Lindy Effect in College Football (part 3)

Links to Part 1 and Part 2.

The Lindy Effect says age predicts longevity so let’s try to make a graph that can test that. Plotly makes it pretty easy to scratch the itch and get the graph you think you want. Here’s my attempt at a scatter plot showing relationship of pre-1971 years to post-1971 years for programs both alive and dead. The line is a regression trendline created by the API. R2=.225

(Link to download here.) I got there with a little basic code to split the spans based on 1971 as our pivot year and then sum up the years on either side of the divide and whether the programs were still alive.

When you see it arrayed this way it becomes pretty clear that there was a mid-90s “extinction event” that affected programs up and down the age spectrum. 1991 is 20 on the x axis. Within 8 years, 9 programs are dead. Santa Clara had almost 90 years of football. The wikipedia article states: “At the conclusion of the 1992 season, the Santa Clara football program was discontinued due to new NCAA regulations which mandated all sports be played at the same level at each university.” I wonder if the NCAA would have this kind of clout today. Considering its legal losses in the face of NIL and the rising strength of the conferences as individual entities I doubt it. Why force Santa Clara to field D1 football if they have D1 track? Who cares?

In 1971 all the y-axis values were fixed, and we can see the passage of time since then along the x-axis. At time zero everyone was blue, and as time spooled out left to right some of the dots turned red and remained in place where they died. On the far right all those blue dots are still going concerns. The programs who started at 50+ y-value suffered some losses, but that blue cluster in the top right shows how many remained. Those below the 30-line on the y-axis were crushed, but not completely.
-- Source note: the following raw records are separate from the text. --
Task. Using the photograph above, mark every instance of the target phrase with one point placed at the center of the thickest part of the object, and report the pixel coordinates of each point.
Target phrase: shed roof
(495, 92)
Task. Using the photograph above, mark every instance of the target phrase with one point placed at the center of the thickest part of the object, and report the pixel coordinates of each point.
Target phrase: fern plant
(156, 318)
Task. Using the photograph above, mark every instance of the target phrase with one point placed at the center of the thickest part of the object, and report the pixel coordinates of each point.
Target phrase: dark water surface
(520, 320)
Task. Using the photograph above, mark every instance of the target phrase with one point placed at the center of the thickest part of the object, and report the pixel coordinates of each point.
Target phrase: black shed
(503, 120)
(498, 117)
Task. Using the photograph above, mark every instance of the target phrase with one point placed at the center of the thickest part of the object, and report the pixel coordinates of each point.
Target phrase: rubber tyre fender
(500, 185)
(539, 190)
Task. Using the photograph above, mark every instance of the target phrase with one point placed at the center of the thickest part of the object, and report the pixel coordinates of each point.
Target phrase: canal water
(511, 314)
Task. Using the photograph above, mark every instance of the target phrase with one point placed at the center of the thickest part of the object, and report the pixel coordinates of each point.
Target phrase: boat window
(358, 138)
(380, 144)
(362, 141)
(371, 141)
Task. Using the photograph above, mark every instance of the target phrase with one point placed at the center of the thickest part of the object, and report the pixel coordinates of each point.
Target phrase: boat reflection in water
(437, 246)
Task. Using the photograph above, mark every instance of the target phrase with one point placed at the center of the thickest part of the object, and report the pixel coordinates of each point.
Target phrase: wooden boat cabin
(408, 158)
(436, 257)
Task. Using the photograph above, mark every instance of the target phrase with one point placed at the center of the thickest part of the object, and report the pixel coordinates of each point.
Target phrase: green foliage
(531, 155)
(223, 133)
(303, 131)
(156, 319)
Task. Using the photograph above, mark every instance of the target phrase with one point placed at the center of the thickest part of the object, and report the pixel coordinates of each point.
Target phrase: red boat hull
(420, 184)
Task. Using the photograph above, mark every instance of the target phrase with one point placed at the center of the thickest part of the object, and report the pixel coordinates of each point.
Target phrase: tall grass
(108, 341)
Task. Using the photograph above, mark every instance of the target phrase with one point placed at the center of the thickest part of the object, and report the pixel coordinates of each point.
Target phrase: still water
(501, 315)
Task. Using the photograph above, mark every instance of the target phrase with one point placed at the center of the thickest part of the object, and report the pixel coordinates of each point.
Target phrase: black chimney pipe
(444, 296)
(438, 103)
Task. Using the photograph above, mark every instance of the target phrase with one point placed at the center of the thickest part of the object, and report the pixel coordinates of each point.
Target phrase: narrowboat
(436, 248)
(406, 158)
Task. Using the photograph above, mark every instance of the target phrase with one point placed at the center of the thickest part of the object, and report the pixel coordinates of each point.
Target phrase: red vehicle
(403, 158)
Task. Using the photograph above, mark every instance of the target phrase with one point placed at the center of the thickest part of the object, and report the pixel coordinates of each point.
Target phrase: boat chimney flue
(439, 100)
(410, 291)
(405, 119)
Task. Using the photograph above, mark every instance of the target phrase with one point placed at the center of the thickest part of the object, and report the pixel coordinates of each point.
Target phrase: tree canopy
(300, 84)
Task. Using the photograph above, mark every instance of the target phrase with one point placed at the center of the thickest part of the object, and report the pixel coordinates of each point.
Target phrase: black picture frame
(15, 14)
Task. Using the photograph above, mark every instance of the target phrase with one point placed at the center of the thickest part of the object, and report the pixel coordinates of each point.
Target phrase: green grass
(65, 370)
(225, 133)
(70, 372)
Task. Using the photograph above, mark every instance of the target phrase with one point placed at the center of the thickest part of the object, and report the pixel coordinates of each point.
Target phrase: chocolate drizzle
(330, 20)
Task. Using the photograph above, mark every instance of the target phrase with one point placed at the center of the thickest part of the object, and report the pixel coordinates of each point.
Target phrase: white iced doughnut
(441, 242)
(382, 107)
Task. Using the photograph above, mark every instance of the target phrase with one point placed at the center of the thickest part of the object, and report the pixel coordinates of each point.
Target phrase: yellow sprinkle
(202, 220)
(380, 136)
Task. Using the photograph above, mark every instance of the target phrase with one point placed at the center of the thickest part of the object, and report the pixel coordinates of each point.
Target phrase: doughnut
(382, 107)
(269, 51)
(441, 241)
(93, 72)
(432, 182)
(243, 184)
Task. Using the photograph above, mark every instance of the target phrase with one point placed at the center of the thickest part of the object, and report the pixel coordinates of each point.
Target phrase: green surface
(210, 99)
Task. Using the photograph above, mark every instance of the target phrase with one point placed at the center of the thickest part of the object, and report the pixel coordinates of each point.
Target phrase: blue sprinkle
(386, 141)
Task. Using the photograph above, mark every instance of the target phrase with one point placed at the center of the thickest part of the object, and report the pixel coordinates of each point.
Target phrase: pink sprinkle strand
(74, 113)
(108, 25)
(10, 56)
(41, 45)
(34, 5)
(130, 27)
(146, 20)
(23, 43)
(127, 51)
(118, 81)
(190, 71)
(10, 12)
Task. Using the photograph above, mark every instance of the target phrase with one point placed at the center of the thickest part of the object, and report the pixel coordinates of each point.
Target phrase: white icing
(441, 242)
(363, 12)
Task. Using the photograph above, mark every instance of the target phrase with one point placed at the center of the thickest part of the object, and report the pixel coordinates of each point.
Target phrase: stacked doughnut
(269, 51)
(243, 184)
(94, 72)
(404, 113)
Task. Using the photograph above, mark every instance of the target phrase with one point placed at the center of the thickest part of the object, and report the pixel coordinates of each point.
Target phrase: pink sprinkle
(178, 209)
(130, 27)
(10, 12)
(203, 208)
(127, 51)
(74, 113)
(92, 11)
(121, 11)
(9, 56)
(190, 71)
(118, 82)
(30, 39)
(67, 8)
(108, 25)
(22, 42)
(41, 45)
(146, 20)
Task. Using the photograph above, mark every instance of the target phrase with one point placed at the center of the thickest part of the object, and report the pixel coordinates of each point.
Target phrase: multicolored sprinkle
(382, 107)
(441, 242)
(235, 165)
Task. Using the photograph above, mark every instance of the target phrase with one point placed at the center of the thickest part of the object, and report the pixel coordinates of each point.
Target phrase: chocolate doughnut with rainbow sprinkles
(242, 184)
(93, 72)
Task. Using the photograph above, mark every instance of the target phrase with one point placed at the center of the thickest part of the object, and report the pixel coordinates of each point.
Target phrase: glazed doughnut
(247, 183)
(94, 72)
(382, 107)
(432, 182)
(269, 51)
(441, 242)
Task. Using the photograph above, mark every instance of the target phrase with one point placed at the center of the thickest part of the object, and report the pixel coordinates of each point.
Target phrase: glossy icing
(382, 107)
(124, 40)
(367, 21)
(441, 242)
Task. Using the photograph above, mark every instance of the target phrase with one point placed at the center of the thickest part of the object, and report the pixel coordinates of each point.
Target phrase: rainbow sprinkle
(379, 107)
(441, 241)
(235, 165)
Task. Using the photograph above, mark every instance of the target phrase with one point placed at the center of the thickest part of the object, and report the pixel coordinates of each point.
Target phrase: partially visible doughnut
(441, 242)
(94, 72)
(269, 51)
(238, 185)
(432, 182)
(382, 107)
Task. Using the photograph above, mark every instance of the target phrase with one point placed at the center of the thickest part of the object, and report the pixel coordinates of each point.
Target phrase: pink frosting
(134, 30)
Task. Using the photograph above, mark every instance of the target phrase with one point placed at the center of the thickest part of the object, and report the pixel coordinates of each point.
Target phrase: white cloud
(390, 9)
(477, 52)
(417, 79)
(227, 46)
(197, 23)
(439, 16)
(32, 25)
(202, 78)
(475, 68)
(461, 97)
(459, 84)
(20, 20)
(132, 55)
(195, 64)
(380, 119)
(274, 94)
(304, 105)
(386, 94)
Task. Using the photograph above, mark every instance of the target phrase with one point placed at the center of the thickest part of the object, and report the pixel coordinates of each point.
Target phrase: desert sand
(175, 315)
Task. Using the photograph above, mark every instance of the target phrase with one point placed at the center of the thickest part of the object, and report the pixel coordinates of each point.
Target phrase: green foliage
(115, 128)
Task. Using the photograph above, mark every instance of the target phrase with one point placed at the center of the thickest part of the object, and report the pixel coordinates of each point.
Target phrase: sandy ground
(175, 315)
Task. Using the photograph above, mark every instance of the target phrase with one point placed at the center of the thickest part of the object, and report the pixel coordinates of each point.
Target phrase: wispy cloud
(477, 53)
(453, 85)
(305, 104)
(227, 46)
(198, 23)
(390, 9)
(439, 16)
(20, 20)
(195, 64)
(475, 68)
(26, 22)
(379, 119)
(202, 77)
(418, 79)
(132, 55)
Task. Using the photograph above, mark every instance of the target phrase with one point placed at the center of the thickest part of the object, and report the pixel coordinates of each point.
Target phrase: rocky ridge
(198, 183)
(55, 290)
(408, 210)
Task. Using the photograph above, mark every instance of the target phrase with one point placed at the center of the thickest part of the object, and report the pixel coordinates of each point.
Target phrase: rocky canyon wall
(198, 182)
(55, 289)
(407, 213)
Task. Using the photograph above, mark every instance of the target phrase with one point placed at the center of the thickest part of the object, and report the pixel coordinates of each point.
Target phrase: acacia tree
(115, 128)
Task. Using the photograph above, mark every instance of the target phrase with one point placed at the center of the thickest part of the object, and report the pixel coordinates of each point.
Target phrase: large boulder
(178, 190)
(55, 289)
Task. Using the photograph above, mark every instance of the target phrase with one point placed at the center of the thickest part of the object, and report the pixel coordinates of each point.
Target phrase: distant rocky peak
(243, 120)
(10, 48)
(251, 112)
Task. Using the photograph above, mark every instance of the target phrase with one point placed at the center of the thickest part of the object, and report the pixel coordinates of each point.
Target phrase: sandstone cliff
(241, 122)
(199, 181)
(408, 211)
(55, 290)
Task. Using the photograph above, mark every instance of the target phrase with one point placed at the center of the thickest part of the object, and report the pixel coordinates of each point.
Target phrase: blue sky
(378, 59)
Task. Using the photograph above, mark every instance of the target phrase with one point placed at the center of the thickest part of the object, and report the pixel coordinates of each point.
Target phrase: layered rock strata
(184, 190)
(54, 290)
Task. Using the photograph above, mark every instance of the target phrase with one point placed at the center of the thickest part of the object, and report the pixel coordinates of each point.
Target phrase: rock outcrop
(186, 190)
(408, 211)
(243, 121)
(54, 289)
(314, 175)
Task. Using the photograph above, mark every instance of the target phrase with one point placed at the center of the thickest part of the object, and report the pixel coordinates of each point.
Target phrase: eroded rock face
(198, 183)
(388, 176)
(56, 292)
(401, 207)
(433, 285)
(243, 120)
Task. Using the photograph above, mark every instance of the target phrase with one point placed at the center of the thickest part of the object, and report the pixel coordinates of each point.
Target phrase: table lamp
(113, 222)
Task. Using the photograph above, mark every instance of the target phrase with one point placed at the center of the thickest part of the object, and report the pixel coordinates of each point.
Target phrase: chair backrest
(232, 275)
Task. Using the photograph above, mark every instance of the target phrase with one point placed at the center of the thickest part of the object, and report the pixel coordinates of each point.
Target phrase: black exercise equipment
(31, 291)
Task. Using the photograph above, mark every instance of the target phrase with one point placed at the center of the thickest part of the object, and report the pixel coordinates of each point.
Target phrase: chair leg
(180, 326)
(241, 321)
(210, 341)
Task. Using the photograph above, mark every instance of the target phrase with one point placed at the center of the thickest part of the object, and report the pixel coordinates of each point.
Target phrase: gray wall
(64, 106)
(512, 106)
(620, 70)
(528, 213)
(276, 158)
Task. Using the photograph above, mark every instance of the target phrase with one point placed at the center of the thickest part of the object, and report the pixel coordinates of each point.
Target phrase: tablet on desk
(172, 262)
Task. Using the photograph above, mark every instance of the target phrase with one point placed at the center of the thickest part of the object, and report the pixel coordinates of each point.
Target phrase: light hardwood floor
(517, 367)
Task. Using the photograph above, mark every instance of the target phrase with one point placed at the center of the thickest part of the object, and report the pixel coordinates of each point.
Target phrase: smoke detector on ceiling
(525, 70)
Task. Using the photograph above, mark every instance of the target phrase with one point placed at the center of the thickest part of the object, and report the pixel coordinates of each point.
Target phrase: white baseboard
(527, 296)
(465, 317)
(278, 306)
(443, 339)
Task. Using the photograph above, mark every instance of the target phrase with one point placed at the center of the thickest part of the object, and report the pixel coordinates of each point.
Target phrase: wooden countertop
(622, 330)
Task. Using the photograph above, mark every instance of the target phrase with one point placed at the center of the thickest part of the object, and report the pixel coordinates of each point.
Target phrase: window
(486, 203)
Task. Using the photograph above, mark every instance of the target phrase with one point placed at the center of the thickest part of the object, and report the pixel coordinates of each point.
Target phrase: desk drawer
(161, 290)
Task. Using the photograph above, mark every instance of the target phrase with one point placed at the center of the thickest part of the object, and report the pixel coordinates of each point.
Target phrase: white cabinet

In other words there is a “Lindy Line” somewhere around y=50. The “old” outliers who died are Santa Clara, Pacific, UCSB and Chico. “Young” surviving outliers are Sacramento State and USD. (Without those six the R2 value is a much more robust .652.) I don’t have a theory that neatly accounts for those.

A naive approach to stats (my approach) is to say that R2 tells us that a program’s pre-1971 span is 23% of the explanation for their post-1971 span. This seems about right. Clearly the 90s reaping is a huge factor and there are a few other things going on. All in all it looks like Lindy Effect mattered but isn’t some absolute source of truth.

In the code I also tried to enumerate all the team v. team dyads and test how a Lindy Effect-driven prediction of their longevity compares to reality, and whether Lindy is above random. Of 300 dyads there are 166 correct predictions, (55%) but 59 of these dyads are “ties” where each survive. If you throw those out the success rate goes up to 69%. It’s not clear to me if this is more illuminating than the scatter plot since it basically uses the same pre/post spans in a slightly different fashion.

Was pulling in the plotly libraries a good idea or should I have used r or done some excel magic? I can honestly say two thumbs up for plotly. Writing the actual python code and getting the graphs to pop up was fun and only a fraction of the time spent on this. The hard part was trying to refine what I actually was asking, describe the problem, debug my dataset and write it up. I’m still not totally confident in the robustness of my stats approach but at least I went a little deeper than just “that looks like something.”

Lindy Effect in California College Football: real, but not omnipotent.